Unobserved values in SVD and matrix factorization problems

235 Views Asked by At

In class, in the context of matrix completion (recommender Systems, collaborative filtering), we have seen that the Eckart-Young theorem says the best rank-$k$ approximation to a matrix $A$ is given by taking the dominant first $k < \mbox{rank}(A)$ singular values.

Thus, if we have a rating matrix, like in the Netflix data, it was mentioned that the rating matrix has many unobserved values that are not defined. The task is to infer these entries. One solution approach we have seen is via Matrix Factorization using Alternating Least Squares.

Why can't we use SVD to solve this problem?

Since with the Eckart-Young theorem it is guaranteed that we get the best rank-$k$ approximation of the rating matrix, it seems that unobserved values incur a problem, we cannot just set the unobserved values to $0$ or the mean of the data, but why is that?

Does it have to do with the rank-k constraint in the minimization problem

$$ A_k = \arg \min_{\mbox{rank}(B)=k} \left\Vert A - B \right\Vert_F^2 $$

because with the rank constrained it is a non-convex problem and Eckart-Young theorem does not guarantee the best rank-$k$ approximation anymore if there are unobserved values in $A$?

2

There are 2 best solutions below

0
On

If you have started getting good at vectorization and Kronecker products, one approach you can do is

$$\min_{U,V,\Sigma} \{C_1\|A-U\Sigma V^T\|+ \|UU^T-I\|+ \|VV^T-I\| + \|C_2\Sigma\| \}$$

  1. Weight matrix $C_1$ should reflect which values of $A$ are unknown.

  2. Weight matrix $C_2$ should reflect the rank you seek. $k$ small $\epsilon$s and the rest large values along diagonal and outside. Should work neatly.

As it probably needs some maturity and skills, it might be suitable work for a PhD student main project.

0
On

As @mathreadler commented already, the problem is in the missing values. If we had the full rating matrix, then by Eckhart-Young the SVD would give us the optimal low-rank approximation.

However, because most ratings are missing (if they weren't, we wouldn't need a recommender), the problem becomes non-convex.
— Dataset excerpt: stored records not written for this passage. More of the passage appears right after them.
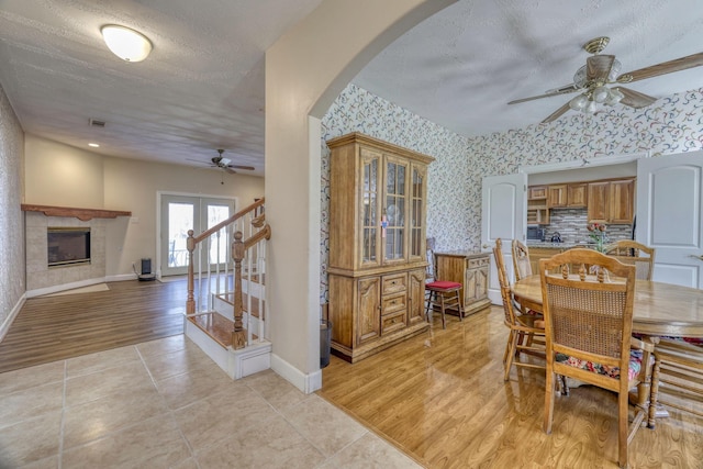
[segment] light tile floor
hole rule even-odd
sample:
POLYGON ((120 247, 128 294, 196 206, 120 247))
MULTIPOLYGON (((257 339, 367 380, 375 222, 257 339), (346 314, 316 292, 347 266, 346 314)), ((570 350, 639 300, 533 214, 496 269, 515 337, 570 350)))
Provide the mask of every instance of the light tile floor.
POLYGON ((267 370, 182 335, 0 373, 0 468, 419 468, 267 370))

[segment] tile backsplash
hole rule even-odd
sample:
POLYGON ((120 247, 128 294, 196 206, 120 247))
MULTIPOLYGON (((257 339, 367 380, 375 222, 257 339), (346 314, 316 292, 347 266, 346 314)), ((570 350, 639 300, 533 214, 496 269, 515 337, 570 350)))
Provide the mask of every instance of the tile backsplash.
MULTIPOLYGON (((551 209, 549 224, 543 227, 547 230, 546 241, 551 238, 555 232, 559 232, 565 243, 580 243, 590 241, 587 209, 551 209)), ((606 242, 617 239, 631 239, 632 225, 607 225, 606 242)))

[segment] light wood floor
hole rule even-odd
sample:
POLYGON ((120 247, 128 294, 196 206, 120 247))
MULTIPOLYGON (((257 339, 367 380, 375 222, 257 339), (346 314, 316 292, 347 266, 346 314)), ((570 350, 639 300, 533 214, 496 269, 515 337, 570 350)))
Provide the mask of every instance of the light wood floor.
MULTIPOLYGON (((0 343, 0 371, 182 332, 185 282, 116 282, 109 292, 27 300, 0 343)), ((542 431, 544 375, 502 379, 506 339, 492 309, 355 365, 332 357, 319 394, 427 468, 616 467, 615 398, 583 387, 542 431)), ((703 420, 670 410, 631 445, 634 468, 703 468, 703 420)), ((378 461, 380 462, 380 461, 378 461)))
MULTIPOLYGON (((542 429, 544 371, 503 381, 507 337, 498 308, 438 317, 433 330, 366 360, 332 357, 319 394, 427 468, 617 467, 615 395, 593 387, 557 399, 554 431, 542 429)), ((640 428, 634 468, 703 468, 703 420, 670 411, 640 428)))
POLYGON ((26 300, 0 343, 0 372, 183 332, 185 279, 108 287, 108 291, 26 300))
Here is an explanation from [1, page 3], which provides a very readable overview to matrix factorization for recommendation.
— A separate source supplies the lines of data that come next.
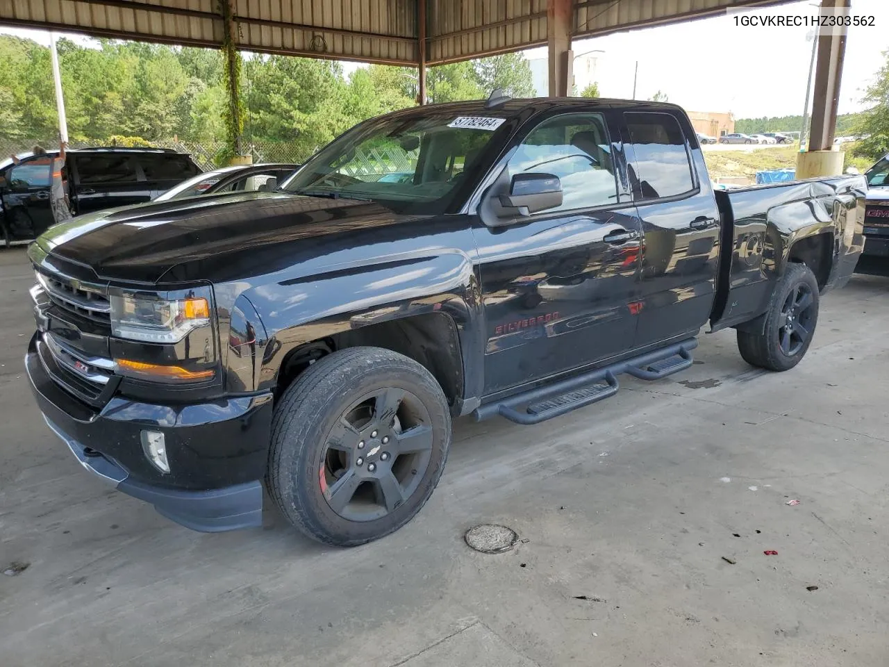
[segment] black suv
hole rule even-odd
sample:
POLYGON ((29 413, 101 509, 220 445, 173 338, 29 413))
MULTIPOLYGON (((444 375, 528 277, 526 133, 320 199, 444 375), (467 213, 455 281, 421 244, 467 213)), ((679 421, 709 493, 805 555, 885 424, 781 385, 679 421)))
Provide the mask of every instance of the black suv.
MULTIPOLYGON (((19 164, 0 163, 0 241, 9 245, 40 236, 54 222, 50 206, 52 158, 24 153, 19 164)), ((166 149, 68 150, 62 177, 75 215, 150 201, 180 181, 200 173, 191 157, 166 149)))

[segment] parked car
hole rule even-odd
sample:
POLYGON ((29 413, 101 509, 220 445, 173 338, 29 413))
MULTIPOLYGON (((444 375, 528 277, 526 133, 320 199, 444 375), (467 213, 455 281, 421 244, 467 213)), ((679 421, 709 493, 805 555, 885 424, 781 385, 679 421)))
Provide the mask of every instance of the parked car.
POLYGON ((759 141, 747 134, 736 132, 732 134, 723 134, 719 137, 719 143, 759 143, 759 141))
MULTIPOLYGON (((23 153, 18 165, 10 158, 0 163, 0 231, 6 245, 33 239, 55 223, 50 184, 57 155, 23 153)), ((149 201, 201 171, 189 156, 164 149, 77 149, 66 156, 62 178, 75 215, 149 201)))
POLYGON ((270 192, 276 189, 299 165, 267 163, 228 166, 183 181, 155 197, 156 202, 225 192, 270 192))
POLYGON ((793 143, 793 137, 780 132, 764 132, 763 135, 773 139, 775 143, 793 143))
MULTIPOLYGON (((866 257, 889 259, 889 155, 864 173, 868 181, 868 197, 864 207, 864 254, 866 257)), ((886 267, 879 262, 881 272, 886 267)), ((862 269, 867 267, 862 262, 862 269)))
POLYGON ((284 191, 59 225, 28 249, 30 386, 84 467, 184 526, 260 526, 265 484, 316 540, 381 537, 458 416, 557 417, 689 367, 708 324, 800 362, 864 178, 714 192, 693 133, 656 102, 416 107, 284 191))

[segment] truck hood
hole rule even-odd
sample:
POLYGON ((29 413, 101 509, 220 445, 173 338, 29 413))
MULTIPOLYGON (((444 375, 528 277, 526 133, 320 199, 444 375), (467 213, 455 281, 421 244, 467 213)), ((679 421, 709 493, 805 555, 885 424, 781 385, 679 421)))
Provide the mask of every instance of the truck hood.
POLYGON ((319 252, 342 250, 414 218, 365 201, 252 192, 100 211, 52 227, 37 243, 100 279, 218 282, 305 259, 308 239, 319 252))

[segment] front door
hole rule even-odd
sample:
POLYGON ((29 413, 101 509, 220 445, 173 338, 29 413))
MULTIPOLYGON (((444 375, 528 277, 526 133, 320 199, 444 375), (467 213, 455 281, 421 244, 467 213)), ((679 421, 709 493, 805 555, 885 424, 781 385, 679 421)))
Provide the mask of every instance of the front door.
POLYGON ((53 157, 32 156, 6 169, 3 203, 10 241, 36 238, 55 222, 50 205, 53 157))
POLYGON ((630 349, 641 230, 619 189, 606 115, 563 113, 538 123, 505 168, 548 173, 563 203, 476 239, 486 320, 485 393, 577 368, 630 349))
POLYGON ((627 171, 645 234, 636 347, 696 334, 709 318, 719 212, 693 131, 679 114, 624 114, 627 171), (683 125, 686 125, 683 127, 683 125))

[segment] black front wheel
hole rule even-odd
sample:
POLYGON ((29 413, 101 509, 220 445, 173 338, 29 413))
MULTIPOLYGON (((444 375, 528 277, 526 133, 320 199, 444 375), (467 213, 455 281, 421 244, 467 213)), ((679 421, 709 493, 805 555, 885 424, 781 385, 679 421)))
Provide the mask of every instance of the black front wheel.
POLYGON ((308 367, 275 408, 267 486, 307 535, 353 546, 406 524, 438 483, 451 415, 436 379, 381 348, 308 367))
POLYGON ((770 371, 787 371, 800 362, 818 323, 818 280, 805 264, 788 264, 765 313, 765 332, 738 332, 744 360, 770 371))

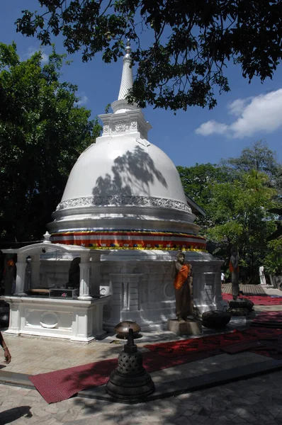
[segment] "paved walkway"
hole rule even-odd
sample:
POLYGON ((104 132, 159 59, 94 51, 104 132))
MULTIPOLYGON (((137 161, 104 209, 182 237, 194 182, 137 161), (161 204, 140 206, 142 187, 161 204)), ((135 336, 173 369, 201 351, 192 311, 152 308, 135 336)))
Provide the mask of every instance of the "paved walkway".
MULTIPOLYGON (((277 290, 267 289, 273 291, 277 290)), ((277 295, 281 295, 278 291, 277 295)), ((259 311, 263 306, 256 307, 259 311)), ((281 306, 270 306, 282 310, 281 306)), ((266 307, 264 307, 266 310, 266 307)), ((155 333, 151 340, 172 338, 171 333, 155 333)), ((174 339, 177 337, 173 336, 174 339)), ((40 338, 5 337, 12 362, 4 370, 36 374, 117 357, 123 341, 95 341, 89 345, 66 341, 50 341, 40 338)), ((145 340, 137 339, 139 349, 145 351, 145 340)), ((0 358, 1 360, 1 358, 0 358)), ((157 385, 181 378, 196 378, 213 372, 234 370, 238 366, 261 364, 269 358, 252 353, 222 354, 152 373, 157 385)), ((132 425, 134 424, 207 425, 228 424, 281 424, 282 371, 241 380, 208 390, 135 404, 124 405, 106 401, 74 397, 48 405, 35 390, 0 385, 0 425, 132 425)))
POLYGON ((0 424, 282 424, 282 372, 135 405, 74 397, 48 405, 35 390, 0 386, 0 424))
MULTIPOLYGON (((252 294, 254 295, 259 295, 260 294, 268 294, 269 295, 280 295, 282 297, 282 291, 279 289, 276 289, 271 286, 262 286, 261 285, 244 285, 240 283, 240 290, 244 294, 252 294)), ((222 291, 224 294, 232 294, 232 284, 224 283, 222 285, 222 291)))

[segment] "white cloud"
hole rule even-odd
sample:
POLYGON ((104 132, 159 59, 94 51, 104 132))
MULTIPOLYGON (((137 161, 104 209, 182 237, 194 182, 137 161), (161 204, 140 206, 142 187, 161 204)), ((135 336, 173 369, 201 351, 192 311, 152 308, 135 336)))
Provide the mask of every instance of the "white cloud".
POLYGON ((81 105, 85 105, 88 102, 88 97, 85 96, 85 94, 82 94, 79 96, 79 100, 77 102, 77 104, 79 106, 81 105))
MULTIPOLYGON (((35 49, 34 47, 28 47, 27 53, 26 53, 25 57, 27 58, 30 58, 34 55, 36 52, 38 52, 39 49, 35 49)), ((48 62, 48 55, 46 53, 44 53, 43 50, 41 50, 41 58, 42 63, 46 64, 48 62)))
POLYGON ((226 124, 220 124, 220 123, 217 123, 212 120, 201 124, 201 125, 196 130, 196 132, 198 135, 202 135, 203 136, 209 136, 213 133, 223 135, 225 133, 227 128, 228 125, 226 125, 226 124))
POLYGON ((228 106, 229 113, 237 119, 230 125, 210 120, 195 130, 208 136, 224 135, 233 138, 270 133, 282 127, 282 89, 256 97, 237 99, 228 106))

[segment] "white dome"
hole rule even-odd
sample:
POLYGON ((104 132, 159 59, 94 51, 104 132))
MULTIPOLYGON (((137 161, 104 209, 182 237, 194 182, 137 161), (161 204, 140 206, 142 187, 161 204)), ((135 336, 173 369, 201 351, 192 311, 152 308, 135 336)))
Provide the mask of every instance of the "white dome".
POLYGON ((62 203, 118 196, 174 200, 184 203, 184 208, 187 205, 177 170, 159 147, 132 137, 99 139, 73 167, 62 203))
POLYGON ((151 125, 125 98, 133 81, 130 50, 113 113, 99 115, 103 135, 77 161, 48 225, 52 241, 101 249, 203 248, 174 164, 147 142, 151 125))

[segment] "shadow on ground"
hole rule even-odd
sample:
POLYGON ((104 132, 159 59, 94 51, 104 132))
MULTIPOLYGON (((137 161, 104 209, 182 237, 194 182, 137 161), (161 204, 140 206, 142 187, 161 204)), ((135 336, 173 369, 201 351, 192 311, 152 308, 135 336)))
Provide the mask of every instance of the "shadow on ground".
POLYGON ((0 425, 11 424, 23 416, 31 418, 33 415, 30 409, 30 406, 20 406, 1 412, 0 413, 0 425))

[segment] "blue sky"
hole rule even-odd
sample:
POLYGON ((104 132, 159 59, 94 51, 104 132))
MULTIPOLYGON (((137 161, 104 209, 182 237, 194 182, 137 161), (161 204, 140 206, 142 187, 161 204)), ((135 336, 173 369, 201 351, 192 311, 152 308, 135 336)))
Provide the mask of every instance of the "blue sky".
MULTIPOLYGON (((28 57, 39 48, 39 42, 16 33, 14 22, 21 11, 39 9, 36 0, 3 1, 0 14, 0 41, 14 40, 21 59, 28 57)), ((59 53, 64 52, 62 39, 54 42, 59 53)), ((132 46, 134 49, 134 45, 132 46)), ((44 48, 44 54, 50 49, 44 48)), ((71 65, 63 69, 64 81, 79 87, 81 103, 92 111, 94 118, 103 113, 108 103, 118 98, 122 60, 106 64, 101 57, 83 63, 80 53, 69 57, 71 65)), ((255 140, 265 139, 276 151, 282 162, 282 67, 273 80, 261 84, 254 79, 251 84, 243 79, 240 68, 230 64, 226 72, 231 91, 218 95, 218 106, 212 110, 198 107, 174 115, 170 110, 147 108, 143 112, 152 126, 150 142, 162 149, 176 165, 191 166, 196 162, 217 163, 221 158, 237 157, 255 140)))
Such a model is closely related to singular value decomposition (SVD), a well-established technique for identifying latent semantic factors in information retrieval. Applying SVD in the collaborative filtering domain requires factoring the user-item rating matrix. This often raises difficulties due to the high portion of missing values caused by sparseness in the user-item ratings matrix. Conventional SVD is undefined when knowledge about the matrix is incomplete. Moreover, carelessly addressing only the relatively few known entries is highly prone to overfitting. Earlier systems relied on imputation to fill in missing ratings and make the rating matrix dense.2 However, imputation can be very expensive as it significantly increases the amount of data.

"Imputation" corresponds to your suggestion of setting the missing values to zero. This will make it work in principle, but most of your optimization will now focus on predicting values you know to be wrong. It's much better to optimize only for the known values. But then, the problem is no longer convex and Eckhart-Young no longer applies.

So, in short, yes the SVD gives you a good matrix factorization, but it suffers in the presence of missing values, and in recommendation, the vast majority of your rating matrix consists of missing values.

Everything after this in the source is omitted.